Rédigé par : Mth Peyrin | 06 mai 2011 à 10:33
Non, Mth, je ne connais pas ce livre de Régine Detambel. D'après ce que tu me dit de ce roman, je pense que le propos de la romancière et celui de la poète sont assez éloignés. Peut-être se recoupent-ils de manière imprévue, qui sait, dans le secret de quelque page.

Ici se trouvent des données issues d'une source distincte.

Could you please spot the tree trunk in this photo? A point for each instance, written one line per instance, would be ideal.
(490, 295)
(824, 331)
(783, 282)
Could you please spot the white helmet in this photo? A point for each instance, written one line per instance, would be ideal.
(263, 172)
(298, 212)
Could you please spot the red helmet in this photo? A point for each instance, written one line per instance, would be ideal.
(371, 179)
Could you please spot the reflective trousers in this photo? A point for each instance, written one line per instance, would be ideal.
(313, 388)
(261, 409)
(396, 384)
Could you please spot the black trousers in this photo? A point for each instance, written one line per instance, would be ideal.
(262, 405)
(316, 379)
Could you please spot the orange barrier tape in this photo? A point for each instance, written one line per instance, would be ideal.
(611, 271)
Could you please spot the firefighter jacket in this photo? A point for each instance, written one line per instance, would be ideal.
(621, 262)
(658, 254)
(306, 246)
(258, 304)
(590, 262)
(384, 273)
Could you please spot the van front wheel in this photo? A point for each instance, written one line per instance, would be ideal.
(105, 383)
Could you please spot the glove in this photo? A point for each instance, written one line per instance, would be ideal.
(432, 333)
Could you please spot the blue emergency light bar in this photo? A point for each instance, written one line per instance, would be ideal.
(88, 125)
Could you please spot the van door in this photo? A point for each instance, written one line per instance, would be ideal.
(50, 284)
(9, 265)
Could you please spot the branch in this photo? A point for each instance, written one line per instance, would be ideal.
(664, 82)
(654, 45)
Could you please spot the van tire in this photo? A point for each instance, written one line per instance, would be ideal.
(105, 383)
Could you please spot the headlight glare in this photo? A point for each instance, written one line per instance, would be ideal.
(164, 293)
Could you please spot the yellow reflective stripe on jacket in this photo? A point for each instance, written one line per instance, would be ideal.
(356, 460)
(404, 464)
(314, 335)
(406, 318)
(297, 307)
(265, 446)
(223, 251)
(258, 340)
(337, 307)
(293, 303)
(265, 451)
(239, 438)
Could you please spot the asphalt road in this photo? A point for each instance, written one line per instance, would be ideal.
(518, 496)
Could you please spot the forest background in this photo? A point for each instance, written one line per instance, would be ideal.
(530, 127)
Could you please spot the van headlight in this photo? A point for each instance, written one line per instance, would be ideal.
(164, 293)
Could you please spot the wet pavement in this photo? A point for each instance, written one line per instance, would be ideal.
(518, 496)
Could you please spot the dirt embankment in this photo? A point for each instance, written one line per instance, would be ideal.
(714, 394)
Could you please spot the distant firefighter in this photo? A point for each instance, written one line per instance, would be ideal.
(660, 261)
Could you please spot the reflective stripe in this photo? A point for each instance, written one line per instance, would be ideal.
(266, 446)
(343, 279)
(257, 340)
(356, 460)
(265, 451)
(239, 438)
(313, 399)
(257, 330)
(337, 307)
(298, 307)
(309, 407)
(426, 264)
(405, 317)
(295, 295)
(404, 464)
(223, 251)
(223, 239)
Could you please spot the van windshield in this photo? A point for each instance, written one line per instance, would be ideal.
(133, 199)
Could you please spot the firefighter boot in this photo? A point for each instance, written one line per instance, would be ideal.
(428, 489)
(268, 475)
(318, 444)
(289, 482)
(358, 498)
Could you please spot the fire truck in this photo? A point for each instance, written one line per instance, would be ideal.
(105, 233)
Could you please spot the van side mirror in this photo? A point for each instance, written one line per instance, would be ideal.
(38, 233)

Je suis souvent assez mal à l'aise avec les oiseaux, pour les raisons que tu évoques toi-même. Malaise confirmé cet après-midi encore par la proximité inattendue d'une mouette énorme qui se promenait sur le rebord de fenêtre de la chambre d'hôpital de Bastia. Instinctivement, en la voyant d'aussi près, bec recourbé, yeux fixes, encastrés dans le lisse absolu de son plumage, j'ai fermé la fenêtre ! Elle aurait pu entrer dans la chambre et l'emplir de son vol et de son cri. Elle s'est élancée dans le ciel où elle a rejoint ses compagnes. Leur ballet était très beau et très impressionnant aussi. J'ai toujours quelque part en mémoire la férocité aveugle des Oiseaux d'Hitchcock.
Fabienne Raphoz nous réconcilie avec les oiseaux ; leur univers est tout autre. Je te laisse le découvrir.